Hot stamping of ultra-thin stainless steel sheets for bipolar plates

Dimensional deviations of channel features affect the assembly accuracy of bipolar plates, thereby influencing the efficiency and performance of a proton exchange membrane fuel cell. A challenge faced by the stamping process is how to further improve the dimensional accuracy of bipolar plates. This work proposes the hot stamping process for stainless steel bipolar plates, where a lab-scale hot stamping platform with an on-site resistance heating device is built. Influences of forming temperature, lubrication condition, grain size on the formability, and dimensional accuracy of ultra-thin stainless steel bipolar plate are investigated by employing this established hot stamping platform. It is found that within the investigated forming temperature range, the dimensional accuracy of hot-stamped ultra-thin SS316L bipolar plates increases as forming temperature increases, and a forming temperature of 1000 degrees C results in the highest dimensional accuracy and lowest dimensional variations of channel depth and rib width.

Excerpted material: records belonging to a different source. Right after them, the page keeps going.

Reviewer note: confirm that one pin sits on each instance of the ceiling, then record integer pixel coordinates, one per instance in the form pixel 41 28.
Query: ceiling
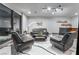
pixel 69 9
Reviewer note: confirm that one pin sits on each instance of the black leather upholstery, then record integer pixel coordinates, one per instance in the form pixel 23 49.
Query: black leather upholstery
pixel 39 34
pixel 65 43
pixel 19 44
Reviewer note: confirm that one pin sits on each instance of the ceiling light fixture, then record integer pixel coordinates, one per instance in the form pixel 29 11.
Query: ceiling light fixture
pixel 76 13
pixel 29 12
pixel 55 10
pixel 48 8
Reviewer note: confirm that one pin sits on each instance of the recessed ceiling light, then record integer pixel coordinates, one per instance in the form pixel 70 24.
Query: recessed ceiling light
pixel 29 12
pixel 53 13
pixel 76 13
pixel 49 8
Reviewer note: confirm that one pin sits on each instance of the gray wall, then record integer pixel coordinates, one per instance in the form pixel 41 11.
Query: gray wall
pixel 5 22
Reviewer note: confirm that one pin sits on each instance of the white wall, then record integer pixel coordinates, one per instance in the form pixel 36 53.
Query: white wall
pixel 74 21
pixel 48 22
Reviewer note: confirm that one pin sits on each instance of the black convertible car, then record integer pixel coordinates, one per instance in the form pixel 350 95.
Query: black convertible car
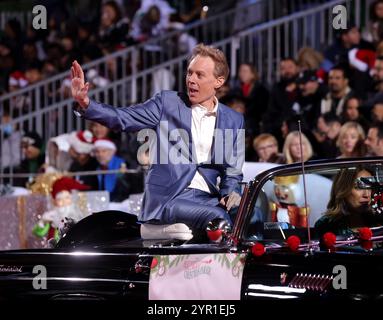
pixel 273 251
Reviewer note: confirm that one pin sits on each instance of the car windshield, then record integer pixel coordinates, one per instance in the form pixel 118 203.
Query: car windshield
pixel 339 198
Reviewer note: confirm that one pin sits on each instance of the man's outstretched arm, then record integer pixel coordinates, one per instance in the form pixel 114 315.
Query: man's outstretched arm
pixel 132 118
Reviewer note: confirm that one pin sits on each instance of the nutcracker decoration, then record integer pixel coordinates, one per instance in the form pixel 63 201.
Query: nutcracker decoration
pixel 289 205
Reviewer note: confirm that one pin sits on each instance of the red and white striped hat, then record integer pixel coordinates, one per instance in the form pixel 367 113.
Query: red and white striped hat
pixel 17 78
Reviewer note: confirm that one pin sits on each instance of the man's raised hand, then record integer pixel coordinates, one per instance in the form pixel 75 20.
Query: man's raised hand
pixel 79 87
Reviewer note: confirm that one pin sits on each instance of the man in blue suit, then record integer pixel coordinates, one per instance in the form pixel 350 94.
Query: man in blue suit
pixel 197 164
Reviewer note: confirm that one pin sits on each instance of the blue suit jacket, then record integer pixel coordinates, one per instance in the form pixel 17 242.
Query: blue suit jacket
pixel 165 181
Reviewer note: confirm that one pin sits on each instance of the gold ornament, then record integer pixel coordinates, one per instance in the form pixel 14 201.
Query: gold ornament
pixel 43 183
pixel 286 180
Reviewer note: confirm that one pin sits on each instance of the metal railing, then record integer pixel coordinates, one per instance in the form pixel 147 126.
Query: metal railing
pixel 134 59
pixel 264 45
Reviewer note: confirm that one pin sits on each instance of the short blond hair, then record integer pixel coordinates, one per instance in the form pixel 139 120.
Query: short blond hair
pixel 286 147
pixel 221 68
pixel 262 138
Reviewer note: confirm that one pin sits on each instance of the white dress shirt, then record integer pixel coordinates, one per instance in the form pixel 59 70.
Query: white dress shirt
pixel 202 128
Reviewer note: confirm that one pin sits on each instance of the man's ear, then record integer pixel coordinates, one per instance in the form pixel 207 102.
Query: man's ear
pixel 219 82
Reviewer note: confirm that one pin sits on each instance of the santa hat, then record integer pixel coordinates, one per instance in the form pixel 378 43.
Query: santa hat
pixel 67 184
pixel 105 144
pixel 362 59
pixel 82 141
pixel 17 78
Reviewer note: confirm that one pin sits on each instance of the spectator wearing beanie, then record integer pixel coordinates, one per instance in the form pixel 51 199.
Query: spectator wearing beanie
pixel 32 149
pixel 105 153
pixel 81 146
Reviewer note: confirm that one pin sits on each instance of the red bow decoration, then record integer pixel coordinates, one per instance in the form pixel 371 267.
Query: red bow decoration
pixel 214 235
pixel 258 249
pixel 329 239
pixel 365 233
pixel 366 244
pixel 154 263
pixel 293 242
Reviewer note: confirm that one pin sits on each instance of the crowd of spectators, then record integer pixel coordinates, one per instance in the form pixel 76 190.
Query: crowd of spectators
pixel 336 95
pixel 85 31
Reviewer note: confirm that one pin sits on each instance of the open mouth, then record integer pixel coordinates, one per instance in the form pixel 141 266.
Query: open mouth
pixel 192 91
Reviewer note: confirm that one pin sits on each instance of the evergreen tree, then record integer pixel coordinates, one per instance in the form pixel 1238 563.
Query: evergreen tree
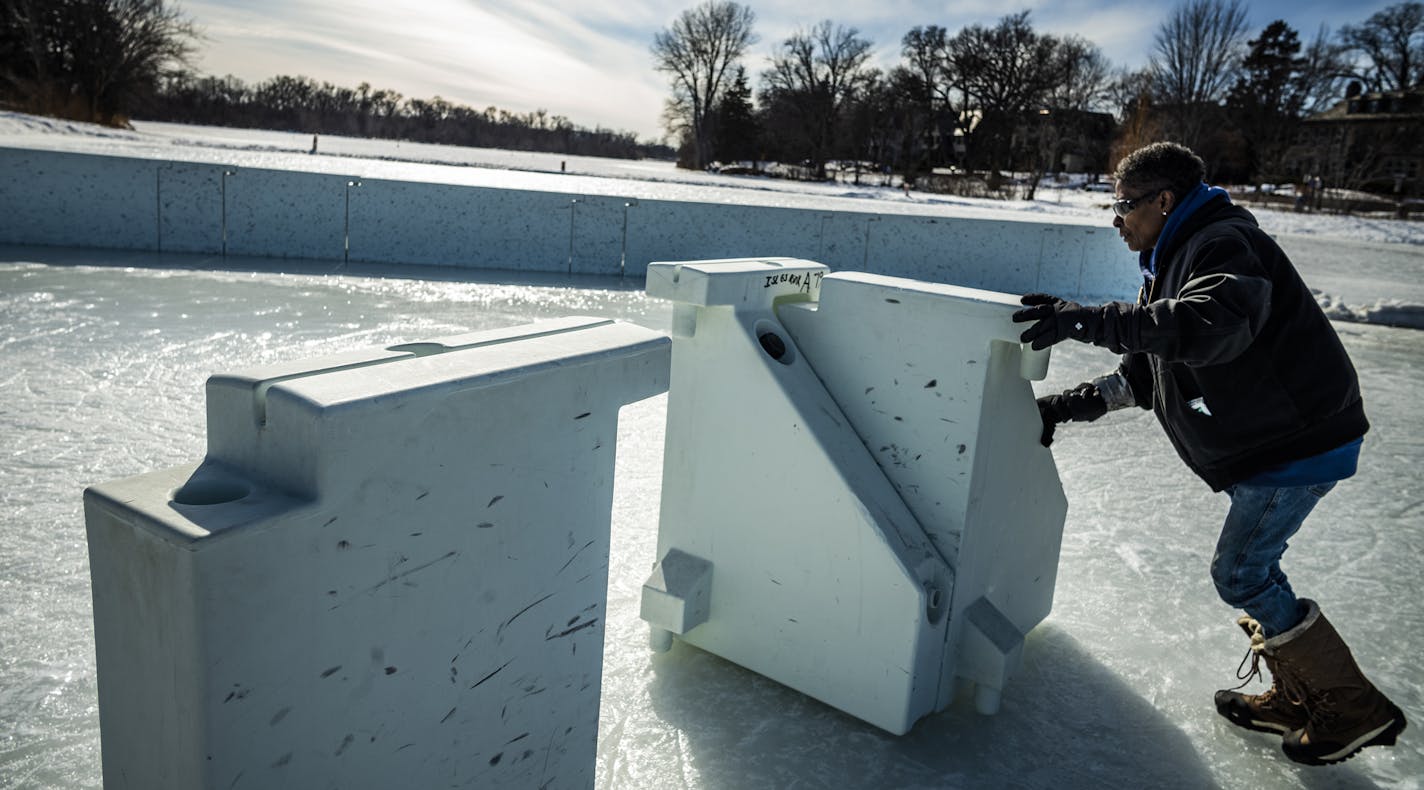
pixel 738 130
pixel 1266 100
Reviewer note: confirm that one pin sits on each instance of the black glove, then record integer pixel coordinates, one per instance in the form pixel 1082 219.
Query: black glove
pixel 1081 404
pixel 1057 319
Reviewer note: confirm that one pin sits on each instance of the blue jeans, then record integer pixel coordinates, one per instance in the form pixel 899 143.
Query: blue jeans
pixel 1246 565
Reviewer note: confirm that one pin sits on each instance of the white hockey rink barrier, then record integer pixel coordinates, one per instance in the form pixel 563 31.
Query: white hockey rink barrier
pixel 389 571
pixel 855 501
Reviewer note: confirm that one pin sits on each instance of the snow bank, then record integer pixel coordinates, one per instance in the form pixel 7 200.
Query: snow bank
pixel 1389 312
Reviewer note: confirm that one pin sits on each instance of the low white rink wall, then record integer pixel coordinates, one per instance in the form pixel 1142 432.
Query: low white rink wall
pixel 123 202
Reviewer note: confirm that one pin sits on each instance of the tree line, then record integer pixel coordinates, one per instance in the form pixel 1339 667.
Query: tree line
pixel 110 60
pixel 1007 97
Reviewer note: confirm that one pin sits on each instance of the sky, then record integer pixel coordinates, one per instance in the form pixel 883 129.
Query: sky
pixel 591 63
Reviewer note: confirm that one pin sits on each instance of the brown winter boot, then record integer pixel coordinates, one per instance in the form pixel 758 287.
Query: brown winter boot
pixel 1346 712
pixel 1269 712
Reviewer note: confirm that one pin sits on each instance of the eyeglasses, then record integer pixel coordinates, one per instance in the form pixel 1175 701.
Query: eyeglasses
pixel 1125 205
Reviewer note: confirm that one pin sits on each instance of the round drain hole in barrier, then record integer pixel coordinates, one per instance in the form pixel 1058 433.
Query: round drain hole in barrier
pixel 210 493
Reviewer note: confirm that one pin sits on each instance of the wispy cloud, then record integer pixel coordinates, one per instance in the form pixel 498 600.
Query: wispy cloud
pixel 590 61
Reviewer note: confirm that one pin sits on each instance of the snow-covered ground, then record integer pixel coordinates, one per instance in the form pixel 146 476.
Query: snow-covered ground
pixel 103 359
pixel 1389 251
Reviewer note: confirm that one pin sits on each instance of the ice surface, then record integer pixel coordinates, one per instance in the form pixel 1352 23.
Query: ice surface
pixel 103 357
pixel 103 370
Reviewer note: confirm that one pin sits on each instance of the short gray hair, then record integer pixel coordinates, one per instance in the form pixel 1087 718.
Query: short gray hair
pixel 1162 165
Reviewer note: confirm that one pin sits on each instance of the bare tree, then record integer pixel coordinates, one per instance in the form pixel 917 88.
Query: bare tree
pixel 1325 69
pixel 1196 54
pixel 89 59
pixel 930 81
pixel 813 76
pixel 1007 73
pixel 698 53
pixel 1391 46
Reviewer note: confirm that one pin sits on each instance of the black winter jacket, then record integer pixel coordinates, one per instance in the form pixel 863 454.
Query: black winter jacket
pixel 1232 353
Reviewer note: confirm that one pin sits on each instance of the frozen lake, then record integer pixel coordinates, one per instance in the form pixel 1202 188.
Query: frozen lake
pixel 103 357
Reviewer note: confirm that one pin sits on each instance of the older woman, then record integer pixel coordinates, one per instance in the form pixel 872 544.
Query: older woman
pixel 1256 393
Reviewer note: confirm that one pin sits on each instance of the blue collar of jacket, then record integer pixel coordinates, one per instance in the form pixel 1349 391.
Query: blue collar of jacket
pixel 1188 205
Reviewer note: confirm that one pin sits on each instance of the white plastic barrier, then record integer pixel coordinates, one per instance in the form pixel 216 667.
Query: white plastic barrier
pixel 389 571
pixel 855 501
pixel 83 199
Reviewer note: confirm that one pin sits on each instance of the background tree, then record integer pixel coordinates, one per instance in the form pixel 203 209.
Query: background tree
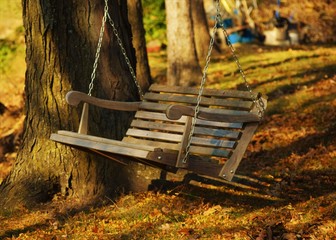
pixel 201 30
pixel 183 68
pixel 135 18
pixel 61 39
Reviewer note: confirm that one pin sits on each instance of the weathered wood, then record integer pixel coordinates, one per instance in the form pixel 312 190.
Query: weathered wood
pixel 180 161
pixel 103 140
pixel 177 111
pixel 154 143
pixel 150 125
pixel 211 142
pixel 169 137
pixel 118 147
pixel 229 169
pixel 159 132
pixel 206 92
pixel 74 98
pixel 84 122
pixel 217 132
pixel 163 97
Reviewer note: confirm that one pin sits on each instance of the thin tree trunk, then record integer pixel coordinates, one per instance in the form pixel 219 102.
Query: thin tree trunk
pixel 183 67
pixel 201 30
pixel 139 42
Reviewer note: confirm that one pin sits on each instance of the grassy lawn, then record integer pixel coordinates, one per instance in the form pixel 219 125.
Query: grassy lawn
pixel 285 187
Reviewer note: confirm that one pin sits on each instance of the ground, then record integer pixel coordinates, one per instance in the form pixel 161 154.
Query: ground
pixel 285 187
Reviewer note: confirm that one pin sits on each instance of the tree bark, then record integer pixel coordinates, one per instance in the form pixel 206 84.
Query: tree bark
pixel 61 40
pixel 201 30
pixel 183 67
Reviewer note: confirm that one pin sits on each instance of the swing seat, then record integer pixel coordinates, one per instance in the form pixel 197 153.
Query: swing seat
pixel 159 133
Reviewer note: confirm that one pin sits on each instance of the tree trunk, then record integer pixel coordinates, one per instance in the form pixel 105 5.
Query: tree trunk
pixel 61 38
pixel 139 43
pixel 183 67
pixel 201 30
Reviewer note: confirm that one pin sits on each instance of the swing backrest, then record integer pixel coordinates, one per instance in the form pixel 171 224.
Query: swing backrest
pixel 214 141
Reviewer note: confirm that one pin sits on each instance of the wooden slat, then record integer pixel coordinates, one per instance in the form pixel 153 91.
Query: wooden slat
pixel 156 144
pixel 181 162
pixel 210 151
pixel 203 166
pixel 193 100
pixel 169 137
pixel 124 150
pixel 206 92
pixel 212 142
pixel 157 126
pixel 201 122
pixel 229 169
pixel 177 111
pixel 103 140
pixel 153 106
pixel 157 116
pixel 74 98
pixel 217 132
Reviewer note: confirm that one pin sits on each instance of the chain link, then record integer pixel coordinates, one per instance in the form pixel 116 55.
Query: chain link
pixel 257 101
pixel 204 77
pixel 123 51
pixel 95 64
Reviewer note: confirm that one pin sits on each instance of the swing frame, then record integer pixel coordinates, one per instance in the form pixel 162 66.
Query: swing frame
pixel 205 131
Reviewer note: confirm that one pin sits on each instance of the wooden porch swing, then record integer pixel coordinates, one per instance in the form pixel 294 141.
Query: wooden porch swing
pixel 205 131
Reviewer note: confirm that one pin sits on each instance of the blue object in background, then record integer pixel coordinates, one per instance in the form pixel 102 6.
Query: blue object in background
pixel 228 23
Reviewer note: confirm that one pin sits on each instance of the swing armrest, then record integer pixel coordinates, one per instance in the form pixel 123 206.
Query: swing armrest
pixel 74 98
pixel 175 112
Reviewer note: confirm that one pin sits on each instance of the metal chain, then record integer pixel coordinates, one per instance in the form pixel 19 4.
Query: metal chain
pixel 95 64
pixel 123 51
pixel 258 102
pixel 204 77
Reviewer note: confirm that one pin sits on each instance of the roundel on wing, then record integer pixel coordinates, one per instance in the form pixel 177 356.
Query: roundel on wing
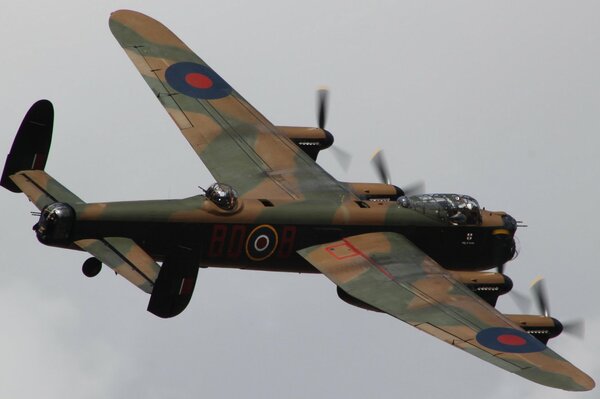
pixel 261 242
pixel 509 340
pixel 196 80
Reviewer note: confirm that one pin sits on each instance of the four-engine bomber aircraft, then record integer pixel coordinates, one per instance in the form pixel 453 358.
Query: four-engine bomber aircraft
pixel 419 258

BN lubricant increases the formability of ultra-thin SS316L bipolar plates, in particular when the forming temperature is higher than 600 degrees C. In addition, grain size exhibits the greatest influence on the formability of ultra-thin SS316L during hot stamping, and larger grain size (>24.8 mu m) increases the thinning rate and consequently the cracking risk of hot-stamped ultra-thin SS316L bipolar plates.